John huffed a laugh, wheezed when Ronon’s head thunked into his sternum. “Oh god, a chicken burrito with jalapeno and ranch, from that little place on Main…”

Rodney groaned with a longing in his words that made John’s stomach grumble in sympathy.

“What is a burrito?” Teyla asked with mild curiosity as she opened the vacuum seal on an Apricot Jubilee fruit bar and fed a bite to John, whose head and shoulders were now the only parts of him visible outside the silver survival blanket.

“Meat wrapped in flat bread with sauce and salad, ready to eat.”

“And you wish for John and Ronon to be wrapped like a sandwich?”

John snorted a cough and tried not to choke as he chewed.

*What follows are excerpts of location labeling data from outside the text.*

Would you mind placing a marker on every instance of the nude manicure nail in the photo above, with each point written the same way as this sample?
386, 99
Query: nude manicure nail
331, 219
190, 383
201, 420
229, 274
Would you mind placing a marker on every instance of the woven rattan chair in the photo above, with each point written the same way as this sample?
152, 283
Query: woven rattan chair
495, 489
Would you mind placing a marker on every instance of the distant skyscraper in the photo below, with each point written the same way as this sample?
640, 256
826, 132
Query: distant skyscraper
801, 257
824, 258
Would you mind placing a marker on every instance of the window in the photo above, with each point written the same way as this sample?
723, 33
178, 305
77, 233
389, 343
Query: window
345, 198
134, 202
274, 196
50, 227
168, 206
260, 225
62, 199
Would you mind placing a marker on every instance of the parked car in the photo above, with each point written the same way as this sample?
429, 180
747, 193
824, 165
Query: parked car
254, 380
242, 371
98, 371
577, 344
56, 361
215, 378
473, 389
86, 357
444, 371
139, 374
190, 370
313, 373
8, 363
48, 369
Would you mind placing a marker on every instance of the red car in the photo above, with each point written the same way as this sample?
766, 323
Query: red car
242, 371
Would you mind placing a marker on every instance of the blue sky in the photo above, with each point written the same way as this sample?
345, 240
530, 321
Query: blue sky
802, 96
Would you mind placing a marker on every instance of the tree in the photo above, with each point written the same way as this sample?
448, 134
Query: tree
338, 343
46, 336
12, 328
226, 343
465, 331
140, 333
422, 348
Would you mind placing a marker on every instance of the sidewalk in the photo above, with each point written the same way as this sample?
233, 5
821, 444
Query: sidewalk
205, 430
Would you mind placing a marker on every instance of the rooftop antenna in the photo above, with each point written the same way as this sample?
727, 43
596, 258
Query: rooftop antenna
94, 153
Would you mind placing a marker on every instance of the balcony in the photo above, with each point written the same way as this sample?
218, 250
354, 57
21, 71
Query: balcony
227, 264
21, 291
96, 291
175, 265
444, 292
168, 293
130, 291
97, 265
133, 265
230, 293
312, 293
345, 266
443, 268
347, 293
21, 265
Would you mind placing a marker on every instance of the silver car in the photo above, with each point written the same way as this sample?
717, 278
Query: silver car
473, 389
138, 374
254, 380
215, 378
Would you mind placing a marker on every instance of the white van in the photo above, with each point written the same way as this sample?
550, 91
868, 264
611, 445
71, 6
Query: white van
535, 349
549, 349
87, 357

“Ah, no, it’s just the best way to…ummm…” Rodney stopped what promised to be a long confusing, if not embarrassingly entertaining, explanation in favour of extracting his own fruit bar from its plastic wrapping. “Besides, looks like Sheppard prefers romantic dinners for two, these days.”

“That does indeed seem to be the case, Rodney.” Teyla smiled, feeding herself another bite-sized morsel as she turned her back to John and Ronon. The only privacy she could offer out here. “And the fact that Ronon no longer harbours intentions toward Doctor Keller may be worthy of your consideration.”

Rodney’s head jerked up from his crossed legs; blue eyes wide with realisation.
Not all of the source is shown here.